4. Your story has no tension. Are the victories and arguments your character faced too easy? No setbacks? No twists? Everyone just goes along with the MC just because they are awesome? Yeah, don’t do this.

5. You pacing is disjointed. You put the climax in the middle of the book and the denouement is the wrap up from there on out. When gearing up for that epic battle, it completely fizzles or worse yet, it’s extraordinarily brief or doesn’t happen at all. Remember, your readers are conditioned to enjoy a completed story of beginning, middle, climax, denouement.

6. You switch POVs. Either choose First or Third Person. There are others, but uncommon and not really used effectively. If you choose First Person, then your story is told through your Main Character(s)’ eyes and by what they know. We don’t have the luxury to get into someone else’s head unless your MC can read minds. Third Person is quite common (and there are different subtypes), but if you switch POV’s from one character to the next, give us a scene break or chapter break so we know we’re hopping around. Second Person or other styles are very rare – use with caution.
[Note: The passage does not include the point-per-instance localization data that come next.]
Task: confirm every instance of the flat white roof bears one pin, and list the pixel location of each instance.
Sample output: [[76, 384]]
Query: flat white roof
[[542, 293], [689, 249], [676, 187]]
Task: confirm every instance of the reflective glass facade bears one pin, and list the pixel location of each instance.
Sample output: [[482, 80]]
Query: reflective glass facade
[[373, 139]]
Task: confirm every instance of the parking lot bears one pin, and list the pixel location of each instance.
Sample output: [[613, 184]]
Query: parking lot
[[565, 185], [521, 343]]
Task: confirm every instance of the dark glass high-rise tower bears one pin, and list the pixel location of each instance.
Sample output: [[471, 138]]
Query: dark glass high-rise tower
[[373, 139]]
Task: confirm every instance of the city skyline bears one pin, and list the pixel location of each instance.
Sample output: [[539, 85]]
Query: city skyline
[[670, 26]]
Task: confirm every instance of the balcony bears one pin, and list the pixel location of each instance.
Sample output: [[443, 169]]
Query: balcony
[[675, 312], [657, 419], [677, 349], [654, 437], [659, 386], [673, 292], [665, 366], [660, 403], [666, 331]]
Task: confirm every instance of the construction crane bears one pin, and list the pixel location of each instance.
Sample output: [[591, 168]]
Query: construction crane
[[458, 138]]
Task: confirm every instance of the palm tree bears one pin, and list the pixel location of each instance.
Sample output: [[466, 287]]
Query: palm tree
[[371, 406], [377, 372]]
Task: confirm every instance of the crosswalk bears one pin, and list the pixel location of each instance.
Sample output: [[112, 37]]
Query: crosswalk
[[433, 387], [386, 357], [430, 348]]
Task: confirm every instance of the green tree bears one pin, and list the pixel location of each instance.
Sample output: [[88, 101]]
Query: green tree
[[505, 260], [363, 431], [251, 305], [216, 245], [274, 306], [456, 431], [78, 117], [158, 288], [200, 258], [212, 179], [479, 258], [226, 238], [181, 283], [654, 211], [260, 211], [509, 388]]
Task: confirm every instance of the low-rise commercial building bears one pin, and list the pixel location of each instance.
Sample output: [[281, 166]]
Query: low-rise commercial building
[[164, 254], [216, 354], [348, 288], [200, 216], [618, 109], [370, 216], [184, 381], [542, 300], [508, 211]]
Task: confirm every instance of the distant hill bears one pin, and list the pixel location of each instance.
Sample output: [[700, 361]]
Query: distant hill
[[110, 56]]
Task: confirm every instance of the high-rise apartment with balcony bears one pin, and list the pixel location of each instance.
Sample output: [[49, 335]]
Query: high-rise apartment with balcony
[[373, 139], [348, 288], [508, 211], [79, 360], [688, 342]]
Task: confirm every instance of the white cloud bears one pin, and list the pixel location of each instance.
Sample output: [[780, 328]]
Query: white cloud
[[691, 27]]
7. You info-dump. If you write about the elves’ special coming-of-age ritual, we don’t need to know every single little detail about it unless necessary and especially if you tell it as if I’m sitting in History class. If we don’t need to know it for the story, odds are you didn’t need to tell us. Cut it out.

8. You did not research your story at all (or enough). You have a battle in the early 1800’s and your MC mans a Gatling gun, mowing down enemies. Except that the gun wasn’t invented and put into use until the American Civil War. Make sure you have done all the necessary research related to your story. If you set your story in an era where there is a lot of contention or debate among prominent historians/scientists, your safer bet is to go with the more popular accepted theory.

9. You did not write for the market. You love Twilight. You decide to write a love triangle with a sparkle vampire, a buffed werewolf, and a human girl who needs a boyfriend. Except no publisher wants a Twilight clone. They are done with it. They are also done with Harry Potter, Hunger Games, 50 Shades of Grey,and Game of Thrones. They are sick of the Chosen One trope. All of this is clearly written in their submission guidelines, but you wrote your Twilight story anyways. Was your story good? We won’t know unless you self-publish because that’s your only course of action from here.

In short, finish your story, and get it done. But after that, go through and look for all these areas of perceived weakness. Clean it up. Then gather your beta-readers to let them look for any weaknesses you missed.